Rehabilitation is available to some confiscated slow lorises. Organizations such as the International Animal Rescue (IAR) run sanctuaries that offer lifelong care to slow lorises that have had their teeth removed, while also providing education and awareness programs to local people to help end domestic trade. By collaborating with authorities, healthy slow lorises are released back into the wild. However, identification is critical because authorities still manage all slow lorises as if they were from one species, resulting in species being released into the wrong locations and increasing confusion in taxonomy and conservation.

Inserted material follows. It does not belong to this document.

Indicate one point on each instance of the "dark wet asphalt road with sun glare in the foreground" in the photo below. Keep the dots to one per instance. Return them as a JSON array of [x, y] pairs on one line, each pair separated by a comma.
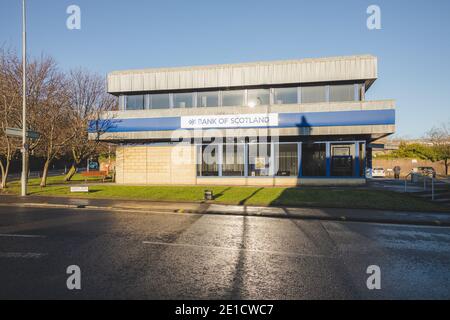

Populations of slow loris species, such as the Bengal and Sunda slow loris, are not faring well in zoos. In 2011, the International Species Information System (ISIS) had only 11 and 53 specimens (respectively) on file from reporting zoos worldwide. In North American zoos, for instance, several of the 29 captive specimens in 2008 were hybrids that could not breed while most were past their reproductive years, and the last captive birth was in 2001 at the San Diego Zoo. Only three Javan slow lorises were kept in zoos in 2011 according to ISIS. Pygmy slow lorises are doing better, with 100 specimens reported from zoos worldwide in 2011. In North American zoos, for instance, the population has grown to 74 animals between the time they were imported in the late 1980s and 2008, with most of them born at the San Diego Zoo.

The San Diego Zoo has also written husbandry manuals for slow lorises, promoted public awareness, conducted field surveys, and supported slow loris rescue facilities. The Vietnamese postal service recognized slow lorises on a postage stamp by using a picture of a Bengal slow loris and her infant published by the San Diego Zoo in February 1999.